One more thing: Behaviour at and beyond the limit. As you pass through that limit the tire gives no feedback. You'll hear it sliding before you feel it. And you better hope you do one of those fast enough else you'll end up on your head before you know it.
Wether or not this is a good tire just may depend on your riding style. I come from street bikes (motorcycles) and I expect the front to be predictable and consistent at all lean angles. The DHF isn't that tire.
If OTOH you like to jam the bike into the corners with both ends sliding and a foot on the ground, then you wont' notice the shortcomings mentioned above.
Favorite Trail: TNT Loop, Chunky, Small Intestine, Powerline, Angry Pirate, Blue Velvet, Crank it Up, Big Creek GA
Duration Product Used: 1 year
Purchased At: Bike shop
Similar Products Used: Nevegals, Excavators, Specialized Enduros, OE Felt tires.
Bike Setup: Felt Q520, Specialized Big Hit SPEC, Mongoose Khyber Elite, Mountain Cycle 9.5
a Cross Country Rider
from North of Santa Fe
Date Reviewed: November 21, 2011
Strengths: Stick like glue on any surface! Reasonable weight. Excellent braking and cornering. These are my favorite tires by far, and i have tried quite a few!
Weaknesses: Sizing is incorrect, but not really a big deal. Just know what you're getting! 2.35 = 2.10, 2.5 = a tall 2.35. No lost chilis.
By far my favorite tire. I always end up coming back to these no matter what else i try! As other reviewers have said, there is a dead-spot when you are leaned over a few degrees...but this also makes the tires very fast when you're sitting upright. Don't be afraid to lean into these tires, they will take it!
I am running the DHF front and rear. It works well for both. The 2.35 clears the small rear triangle on the Blur LT very well. The Exo sidewall and 3C compounds are nice and only cost a little more. These tires work very well in the southwest, and in almost any conditions! They shed mud reasonably well and don't wash out in sand. I haven't tried them in snow yet, i'm sure they'll do fine.

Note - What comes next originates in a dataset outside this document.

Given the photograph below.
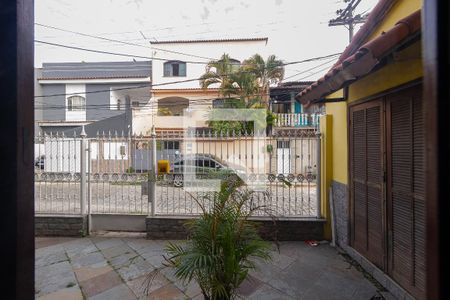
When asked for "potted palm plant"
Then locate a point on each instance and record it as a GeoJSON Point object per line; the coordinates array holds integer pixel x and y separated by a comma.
{"type": "Point", "coordinates": [222, 245]}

No problems setting these up tubeless. I would not bother with the UST tire, it isn't necessary.
a Cross Country Rider
from Vancouver, BC
Date Reviewed: October 30, 2011
Strengths: this review is for 2.5 EXO 3C Cross country foldable DHF tire. Very good grip, excellent in rain, wet roots
Weaknesses: none. What if Maxxis makes a version in high volume, like Advantage?
During the dry season I used Advantage 2.5 front and back. As it started raining here on North Shore, my front tire started side slipping quite significantly on wet roots. I really like Advantage and was a bit reluctant to try Minion DHF. I put it first up front and side-slipping pretty much disappeared. Today I replaced the rear tire and noticed that the rear tire would not spin going over an obstacle but bite into it and go over.
There tires are very good. Don't waste money experimenting. This is the only setup I plan to use from now on. Both DHF 2.5, EXO, 3C. It cost me more than $200 to figure it out. Save your money!
from UK and China
Date Reviewed: September 19, 2011
Strengths: -Much faster than a Nevegal
-Off camber grip
-Anti puncture durability
-High speed stability
Weaknesses: -A little heavy
-A little slow
-Tad sketchy at slow speed
-Tad narrow for size
-Leaning grip average (unless going fast)
This is a review for the single-ply 2.35 version.
I couldn't really find much difference between running DHF/DHR, DHF/High Roller 2.35 and DHF/DHF. Although the DHF/DHR combo seems to climb better and have better slow speed off camber grip than the DHF/HR and DHF/DHF, but these were more possibly stable at speed but the High Roller was not as good on the climbs, and I hated it on the front.
In conclusion I would say a DHF/DHR or DHF/DHF is an ideal combo for an aggressive AM or freerider that doesn't mind a bit of extra weight and slow speed sketchiness to have a reliable tire that works best when going downhill quickly and won't puncture easily.
4 out of 5 as I'm hoping the Minion 2 will have more leaning and braking grip.
I have the single ply minion DHF exo in 60a and have tried to like them for 6 months now, and they just suck. I will say they are pretty good for a cross country tire, and they roll pretty well, and other than that they are just sketchy. They slide out way too easy on wet wood, They bounce all over the place (a vary harsh ride) and they slide out without warning. I have riden some softer durometer minions, and they are great. I would assume that most of my complaint relates to the 60a durometer. Super sketchy for downhill.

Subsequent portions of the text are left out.